1. Start with a source SDIF document
The input to sdif ai is any well-formed .sdif file. For this guide, use plan.sdif:
@sdif 1.0
kind Plan
id release.v2.validation_plan
schema example.plan.v1
authority Canonical
lifecycle Active
status open
priority P0
owner team.platform
title "Release v2 validation plan"
milestones[id,status,gate,evidence]:
R1 done validate-syntax reports/syntax.md
R2 done validate-canonical reports/canonical.md
R3 pending validate-schema reports/schema.md
rel:
R3 depends_on R2
release.v2.validation_plan validated_by validation.report.v2
2. Generate the AI projection
sdif ai plan.sdif
The command writes the .sdif.ai projection to stdout.

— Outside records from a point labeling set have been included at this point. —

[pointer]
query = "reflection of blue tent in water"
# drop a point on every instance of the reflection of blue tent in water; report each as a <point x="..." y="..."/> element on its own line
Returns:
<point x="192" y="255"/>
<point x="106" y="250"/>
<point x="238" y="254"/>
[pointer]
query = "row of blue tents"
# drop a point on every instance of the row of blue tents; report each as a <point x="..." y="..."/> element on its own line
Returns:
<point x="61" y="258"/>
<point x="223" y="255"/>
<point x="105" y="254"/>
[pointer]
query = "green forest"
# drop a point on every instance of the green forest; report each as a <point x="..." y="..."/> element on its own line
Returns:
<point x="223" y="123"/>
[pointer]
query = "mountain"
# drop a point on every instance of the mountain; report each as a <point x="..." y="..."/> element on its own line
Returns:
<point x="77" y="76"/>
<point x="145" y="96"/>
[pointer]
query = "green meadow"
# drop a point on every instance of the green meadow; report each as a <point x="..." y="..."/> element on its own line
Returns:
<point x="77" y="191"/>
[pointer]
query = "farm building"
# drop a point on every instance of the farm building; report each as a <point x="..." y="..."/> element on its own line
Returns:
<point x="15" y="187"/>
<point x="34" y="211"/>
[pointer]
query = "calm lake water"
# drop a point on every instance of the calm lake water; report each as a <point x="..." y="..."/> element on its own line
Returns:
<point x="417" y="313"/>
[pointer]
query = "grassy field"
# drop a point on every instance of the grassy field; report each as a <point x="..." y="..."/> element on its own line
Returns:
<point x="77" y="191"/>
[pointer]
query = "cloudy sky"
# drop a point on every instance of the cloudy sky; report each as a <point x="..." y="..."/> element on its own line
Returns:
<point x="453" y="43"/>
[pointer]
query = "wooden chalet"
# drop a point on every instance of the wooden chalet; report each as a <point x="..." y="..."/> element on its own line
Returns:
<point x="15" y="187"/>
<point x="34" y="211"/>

The output uses @sdif.ai 1.0 as its header and groups relations by subject using the rel[subject]: syntax:
@sdif.ai 1.0
kind Plan
id release.v2.validation_plan
schema example.plan.v1
authority Canonical
lifecycle Active
status open
priority P0
owner team.platform
title "Release v2 validation plan"
milestones[id,status,gate,evidence]:
R1 done validate-syntax reports/syntax.md
R2 done validate-canonical reports/canonical.md
R3 pending validate-schema reports/schema.md
rel[R3]:
depends_on R2
rel[release.v2.validation_plan]:
validated_by validation.report.v2
Relations are grouped under their subject identifier. Each group opens with rel[subject]: and lists one predicate object pair per indented line. This eliminates per-relation subject repetition and reduces token count on documents with many relations.
3. Optional: include alias declarations
The --alias flag replaces field names with shorter tokens in the projection. Each alias is written as FIELD=ALIAS:
sdif ai plan.sdif --alias status=s --alias priority=p
The resulting projection records the alias mapping so the reversal step can expand them back. Use aliases when field names are long and appear many times across tables or relations.
4. Save to a file
Redirect stdout to write the projection alongside the source document:
sdif ai plan.sdif > plan.sdif.ai
By convention, AI projections use the .sdif.ai extension and live next to the source file they were derived from.
5. Reverse the projection back to canonical SDIF
sdif from-ai plan.sdif.ai
This expands grouped relations back to flat form, substitutes any aliases with their original field names, and emits canonical SDIF to stdout. The result is semantically equivalent to running sdif canon on the original source.
To save it:
sdif from-ai plan.sdif.ai > plan.recovered.sdif
6. Verify round-trip fidelity with hashes
The hash of the canonical source and the hash of the recovered document should match. Use sdif hash to confirm:
sdif hash plan.sdif --schema schemas/plan.schema.sdif
# sha256:a3f1c2d8...
sdif from-ai plan.sdif.ai | sdif hash /dev/stdin
# sha256:a3f1c2d8...
Matching hashes confirm that no semantic content was lost in the projection and reversal.
7. What the AI projection preserves and what it does not
| Preserved | Not preserved |
|---|---|
| All field values | Source comments |
| All table rows and columns | Source whitespace and formatting |
| All relations (subject, predicate, object) | Original field ordering if aliases are renamed |
| Enum values and identifiers |
The projection is optimized for model context windows, not for human editing. Always treat the source .sdif as the authoritative record and regenerate the projection from it when the source changes.
8. When to use AI projections
- Passing structured SDIF data to a language model where token budget is constrained
- Reducing repeated field names in documents with wide tables or many relations
- Providing a model with a compact view of a document while keeping the source as ground truth
For a quick token count of any file without generating a full projection, use:
sdif tokens plan.sdif
This reports byte size and estimated token count for the source document without producing a .sdif.ai file.